La question intéressante, c’est : comment vous mettre dans une position telle que vous puissiez laisser « ce qui est » être ? L’ennemi se révèle être la création de l’esprit. Car lorsque vous êtes simplement dans l’instant, en train de faire ce que vous faites, il n’y a pas de peur. La peur n’est pas dans les actions. La peur est dans la pensée au sujet des actions.
Observez comment votre esprit juge. Le jugement naît, en partie, de votre propre peur. Vous jugez les autres parce que vous n’êtes pas à l’aise dans votre propre être. En jugeant, vous découvrez où vous vous situez par rapport aux autres. L’esprit jugeant divise : il sépare. La séparation ferme le cœur. Si vous fermez votre cœur à quelqu’un, vous prolongez votre souffrance et la sienne. Passer au-delà du jugement, c’est apprendre à apprécier votre situation et la leur, avec un cœur ouvert, au lieu de juger. Alors vous pouvez vous permettre, ainsi qu’aux autres, d’être simplement, sans séparation.
Le cœur se rend entièrement au moment. L’esprit juge et retient.

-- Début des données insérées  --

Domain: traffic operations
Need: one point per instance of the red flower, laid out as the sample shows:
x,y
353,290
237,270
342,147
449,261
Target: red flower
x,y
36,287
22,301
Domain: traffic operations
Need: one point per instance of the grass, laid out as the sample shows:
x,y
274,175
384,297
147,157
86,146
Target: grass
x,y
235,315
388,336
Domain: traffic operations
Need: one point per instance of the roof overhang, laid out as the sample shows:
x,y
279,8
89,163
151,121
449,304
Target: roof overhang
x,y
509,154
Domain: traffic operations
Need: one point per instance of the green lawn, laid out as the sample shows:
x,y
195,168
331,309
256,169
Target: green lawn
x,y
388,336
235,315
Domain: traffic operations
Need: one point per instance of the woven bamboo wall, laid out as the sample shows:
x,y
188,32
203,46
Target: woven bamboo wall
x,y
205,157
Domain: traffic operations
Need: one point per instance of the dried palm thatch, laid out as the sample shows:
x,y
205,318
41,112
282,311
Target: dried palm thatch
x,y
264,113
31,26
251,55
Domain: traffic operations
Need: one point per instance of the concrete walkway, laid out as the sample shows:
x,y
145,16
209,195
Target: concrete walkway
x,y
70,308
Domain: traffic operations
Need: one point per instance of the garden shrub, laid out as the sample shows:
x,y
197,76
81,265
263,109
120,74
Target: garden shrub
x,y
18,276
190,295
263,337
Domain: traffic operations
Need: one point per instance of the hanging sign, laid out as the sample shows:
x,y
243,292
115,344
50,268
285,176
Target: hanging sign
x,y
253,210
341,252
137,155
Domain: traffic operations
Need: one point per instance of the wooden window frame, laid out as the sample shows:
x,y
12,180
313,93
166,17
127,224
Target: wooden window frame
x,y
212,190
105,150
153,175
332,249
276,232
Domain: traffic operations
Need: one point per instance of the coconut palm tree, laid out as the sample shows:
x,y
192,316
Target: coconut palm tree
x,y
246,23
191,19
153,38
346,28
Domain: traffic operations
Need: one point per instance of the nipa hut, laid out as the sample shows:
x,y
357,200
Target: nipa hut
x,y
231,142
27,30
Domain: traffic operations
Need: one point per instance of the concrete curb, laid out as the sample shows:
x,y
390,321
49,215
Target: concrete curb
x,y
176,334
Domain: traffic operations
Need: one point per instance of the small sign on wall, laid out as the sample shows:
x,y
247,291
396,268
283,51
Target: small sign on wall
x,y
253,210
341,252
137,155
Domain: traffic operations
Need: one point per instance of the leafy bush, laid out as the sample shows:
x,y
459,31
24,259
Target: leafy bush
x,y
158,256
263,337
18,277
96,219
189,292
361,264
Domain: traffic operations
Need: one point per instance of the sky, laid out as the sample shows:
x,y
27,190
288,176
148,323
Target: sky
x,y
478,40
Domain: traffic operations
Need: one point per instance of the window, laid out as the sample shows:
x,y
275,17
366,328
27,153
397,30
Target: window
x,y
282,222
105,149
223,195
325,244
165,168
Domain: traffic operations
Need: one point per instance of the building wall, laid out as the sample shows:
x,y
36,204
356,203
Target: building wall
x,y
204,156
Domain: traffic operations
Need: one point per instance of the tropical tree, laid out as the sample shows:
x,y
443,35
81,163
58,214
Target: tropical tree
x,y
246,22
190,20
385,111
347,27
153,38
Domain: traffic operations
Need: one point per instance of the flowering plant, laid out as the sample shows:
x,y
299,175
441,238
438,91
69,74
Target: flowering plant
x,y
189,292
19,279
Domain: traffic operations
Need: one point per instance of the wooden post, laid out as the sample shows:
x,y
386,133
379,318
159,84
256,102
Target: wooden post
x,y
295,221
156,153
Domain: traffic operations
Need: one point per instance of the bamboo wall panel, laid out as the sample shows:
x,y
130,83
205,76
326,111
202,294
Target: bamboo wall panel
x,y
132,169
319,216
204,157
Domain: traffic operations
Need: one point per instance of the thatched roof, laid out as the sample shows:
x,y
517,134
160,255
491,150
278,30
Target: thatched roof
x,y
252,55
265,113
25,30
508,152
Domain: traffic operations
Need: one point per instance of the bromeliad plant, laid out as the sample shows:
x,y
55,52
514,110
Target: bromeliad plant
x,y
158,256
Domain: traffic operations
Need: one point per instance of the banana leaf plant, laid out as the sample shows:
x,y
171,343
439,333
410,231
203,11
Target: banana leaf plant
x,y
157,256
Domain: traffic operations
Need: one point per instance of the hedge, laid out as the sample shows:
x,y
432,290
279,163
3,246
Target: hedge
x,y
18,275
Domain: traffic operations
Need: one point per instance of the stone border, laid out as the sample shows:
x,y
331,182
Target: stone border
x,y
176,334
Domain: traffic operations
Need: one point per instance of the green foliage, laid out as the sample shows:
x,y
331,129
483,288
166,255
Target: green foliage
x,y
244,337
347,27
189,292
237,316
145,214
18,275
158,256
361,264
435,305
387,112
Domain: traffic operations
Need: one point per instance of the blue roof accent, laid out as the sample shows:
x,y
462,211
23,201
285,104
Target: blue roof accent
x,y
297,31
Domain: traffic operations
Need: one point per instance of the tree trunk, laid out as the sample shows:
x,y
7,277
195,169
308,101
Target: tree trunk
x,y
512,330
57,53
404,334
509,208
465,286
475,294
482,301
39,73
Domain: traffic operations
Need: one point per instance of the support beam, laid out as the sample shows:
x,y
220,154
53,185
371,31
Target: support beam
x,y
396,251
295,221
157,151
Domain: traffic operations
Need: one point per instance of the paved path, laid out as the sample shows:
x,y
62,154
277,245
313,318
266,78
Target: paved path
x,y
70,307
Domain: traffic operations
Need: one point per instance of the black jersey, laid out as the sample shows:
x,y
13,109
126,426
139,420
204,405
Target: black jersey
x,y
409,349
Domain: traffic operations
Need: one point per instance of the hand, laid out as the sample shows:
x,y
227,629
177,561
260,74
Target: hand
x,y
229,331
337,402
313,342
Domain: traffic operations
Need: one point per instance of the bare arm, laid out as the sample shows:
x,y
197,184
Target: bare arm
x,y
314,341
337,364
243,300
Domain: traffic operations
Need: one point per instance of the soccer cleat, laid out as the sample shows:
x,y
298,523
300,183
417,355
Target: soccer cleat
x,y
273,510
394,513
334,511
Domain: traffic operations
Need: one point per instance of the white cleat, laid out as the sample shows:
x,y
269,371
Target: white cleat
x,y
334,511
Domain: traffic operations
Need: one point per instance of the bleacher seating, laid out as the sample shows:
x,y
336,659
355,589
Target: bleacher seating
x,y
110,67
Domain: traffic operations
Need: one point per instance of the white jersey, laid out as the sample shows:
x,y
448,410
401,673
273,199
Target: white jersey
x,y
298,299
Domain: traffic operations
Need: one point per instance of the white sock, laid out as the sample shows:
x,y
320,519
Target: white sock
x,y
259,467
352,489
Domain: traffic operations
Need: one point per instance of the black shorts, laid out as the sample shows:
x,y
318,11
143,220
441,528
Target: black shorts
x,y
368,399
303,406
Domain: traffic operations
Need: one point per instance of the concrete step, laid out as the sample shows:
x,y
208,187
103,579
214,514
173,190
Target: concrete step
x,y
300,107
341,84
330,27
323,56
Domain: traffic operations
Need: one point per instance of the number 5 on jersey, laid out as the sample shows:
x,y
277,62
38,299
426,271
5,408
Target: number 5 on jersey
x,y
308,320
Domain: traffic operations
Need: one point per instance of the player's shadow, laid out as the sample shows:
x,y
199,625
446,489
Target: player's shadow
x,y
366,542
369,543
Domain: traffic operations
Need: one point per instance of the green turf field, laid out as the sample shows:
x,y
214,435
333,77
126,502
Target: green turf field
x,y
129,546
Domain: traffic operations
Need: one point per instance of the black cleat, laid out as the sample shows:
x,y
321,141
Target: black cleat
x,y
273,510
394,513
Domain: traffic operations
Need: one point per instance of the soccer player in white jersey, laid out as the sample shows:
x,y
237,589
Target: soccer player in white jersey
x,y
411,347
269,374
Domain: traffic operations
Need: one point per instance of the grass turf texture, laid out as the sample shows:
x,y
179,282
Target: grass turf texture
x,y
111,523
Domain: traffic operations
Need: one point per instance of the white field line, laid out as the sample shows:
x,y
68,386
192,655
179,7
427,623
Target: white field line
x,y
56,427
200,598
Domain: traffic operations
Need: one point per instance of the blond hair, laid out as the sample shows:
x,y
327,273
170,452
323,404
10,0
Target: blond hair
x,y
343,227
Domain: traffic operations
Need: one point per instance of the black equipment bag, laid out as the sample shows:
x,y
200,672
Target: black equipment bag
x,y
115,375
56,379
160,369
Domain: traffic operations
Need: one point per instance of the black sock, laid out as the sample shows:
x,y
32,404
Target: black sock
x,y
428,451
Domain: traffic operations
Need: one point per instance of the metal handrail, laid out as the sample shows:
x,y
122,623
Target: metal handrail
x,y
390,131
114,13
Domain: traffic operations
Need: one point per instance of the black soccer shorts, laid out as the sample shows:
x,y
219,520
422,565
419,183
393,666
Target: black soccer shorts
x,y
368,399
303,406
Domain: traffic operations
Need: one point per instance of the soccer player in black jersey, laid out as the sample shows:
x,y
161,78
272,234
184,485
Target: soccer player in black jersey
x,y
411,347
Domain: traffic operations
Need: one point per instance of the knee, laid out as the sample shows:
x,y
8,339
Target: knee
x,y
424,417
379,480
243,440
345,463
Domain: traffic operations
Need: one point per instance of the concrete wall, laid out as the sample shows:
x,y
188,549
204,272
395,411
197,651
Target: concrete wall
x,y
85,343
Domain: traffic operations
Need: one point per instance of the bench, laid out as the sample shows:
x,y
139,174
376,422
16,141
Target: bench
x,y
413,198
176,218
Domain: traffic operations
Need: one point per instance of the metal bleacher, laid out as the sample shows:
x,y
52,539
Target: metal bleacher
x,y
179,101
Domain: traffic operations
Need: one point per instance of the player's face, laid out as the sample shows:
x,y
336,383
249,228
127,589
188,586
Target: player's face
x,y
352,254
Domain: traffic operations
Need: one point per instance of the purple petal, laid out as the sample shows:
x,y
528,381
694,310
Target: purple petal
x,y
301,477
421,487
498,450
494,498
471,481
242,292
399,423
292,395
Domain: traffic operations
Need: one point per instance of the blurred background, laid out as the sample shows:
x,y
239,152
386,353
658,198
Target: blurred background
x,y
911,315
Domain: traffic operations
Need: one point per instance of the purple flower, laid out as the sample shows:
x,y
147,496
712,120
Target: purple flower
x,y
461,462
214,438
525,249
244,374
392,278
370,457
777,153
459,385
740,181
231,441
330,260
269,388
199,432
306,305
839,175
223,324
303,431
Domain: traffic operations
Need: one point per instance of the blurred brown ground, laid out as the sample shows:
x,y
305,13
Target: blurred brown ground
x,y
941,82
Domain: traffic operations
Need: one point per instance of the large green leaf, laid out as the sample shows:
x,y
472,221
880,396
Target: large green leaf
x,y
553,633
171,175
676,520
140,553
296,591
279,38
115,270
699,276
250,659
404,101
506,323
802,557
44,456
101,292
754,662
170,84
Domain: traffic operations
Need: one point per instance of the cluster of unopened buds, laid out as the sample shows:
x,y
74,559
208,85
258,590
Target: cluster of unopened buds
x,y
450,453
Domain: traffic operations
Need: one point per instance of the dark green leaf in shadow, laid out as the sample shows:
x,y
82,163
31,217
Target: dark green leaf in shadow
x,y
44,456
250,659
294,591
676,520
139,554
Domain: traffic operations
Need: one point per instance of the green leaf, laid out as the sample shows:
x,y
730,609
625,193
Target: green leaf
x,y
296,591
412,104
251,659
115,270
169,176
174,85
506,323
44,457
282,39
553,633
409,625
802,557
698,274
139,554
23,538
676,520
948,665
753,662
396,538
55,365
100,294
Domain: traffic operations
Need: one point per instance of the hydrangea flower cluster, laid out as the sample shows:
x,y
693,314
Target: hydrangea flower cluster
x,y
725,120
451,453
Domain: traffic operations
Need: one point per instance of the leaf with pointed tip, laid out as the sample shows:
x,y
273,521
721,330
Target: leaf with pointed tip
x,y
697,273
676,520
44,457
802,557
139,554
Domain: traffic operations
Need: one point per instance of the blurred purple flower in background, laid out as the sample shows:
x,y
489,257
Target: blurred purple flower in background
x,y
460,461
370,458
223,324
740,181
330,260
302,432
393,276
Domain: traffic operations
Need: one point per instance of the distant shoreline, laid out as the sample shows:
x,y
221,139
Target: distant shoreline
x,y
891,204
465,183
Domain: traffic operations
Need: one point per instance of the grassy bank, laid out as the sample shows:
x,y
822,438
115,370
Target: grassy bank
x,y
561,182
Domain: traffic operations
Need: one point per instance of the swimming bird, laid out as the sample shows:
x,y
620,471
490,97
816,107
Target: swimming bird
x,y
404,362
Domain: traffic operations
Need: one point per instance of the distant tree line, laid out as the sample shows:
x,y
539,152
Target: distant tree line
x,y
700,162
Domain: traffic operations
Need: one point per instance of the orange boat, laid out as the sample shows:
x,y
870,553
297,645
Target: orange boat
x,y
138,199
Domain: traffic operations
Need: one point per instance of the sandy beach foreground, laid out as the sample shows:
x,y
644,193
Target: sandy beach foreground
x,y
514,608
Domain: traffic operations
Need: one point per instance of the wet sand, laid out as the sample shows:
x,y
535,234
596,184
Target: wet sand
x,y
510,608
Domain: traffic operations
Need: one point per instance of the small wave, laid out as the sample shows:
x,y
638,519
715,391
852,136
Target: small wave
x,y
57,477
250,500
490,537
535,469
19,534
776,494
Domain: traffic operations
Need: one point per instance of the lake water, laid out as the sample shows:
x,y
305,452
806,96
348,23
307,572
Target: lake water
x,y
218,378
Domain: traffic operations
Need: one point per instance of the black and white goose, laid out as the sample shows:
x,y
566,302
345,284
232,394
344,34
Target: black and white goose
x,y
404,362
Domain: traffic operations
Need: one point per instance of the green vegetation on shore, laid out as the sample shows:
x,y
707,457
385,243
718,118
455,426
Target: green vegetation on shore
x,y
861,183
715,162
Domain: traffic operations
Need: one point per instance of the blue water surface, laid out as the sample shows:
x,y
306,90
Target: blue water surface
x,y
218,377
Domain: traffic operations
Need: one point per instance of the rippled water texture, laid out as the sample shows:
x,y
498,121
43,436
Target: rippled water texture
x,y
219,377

Après avoir médité pendant quelques années, j’ai commencé à voir les schémas de mon propre comportement. Quand vous apaisez votre esprit, vous commencez à voir plus clairement la nature de votre résistance : les luttes, les dialogues intérieurs, la manière dont vous procrastinez et développez une résistance passive à la vie. En cultivant la posture du témoin, tout change. Vous n’avez pas besoin de tout changer : les choses changent d’elles-mêmes.
Quand tu t’identifies entièrement à ton esprit pensant, tu es totalement séparé de tout le reste de l’univers.
Le cœur se livre entièrement à l’instant. L’esprit juge et retient. Dans la plupart de nos relations humaines, nous passons beaucoup de temps à nous rassurer mutuellement que nos costumes d’identité sont bien en place. Quand nous voyons l’Aimé en chaque personne, c’est comme traverser un jardin : on regarde les fleurs s’épanouir tout autour de nous.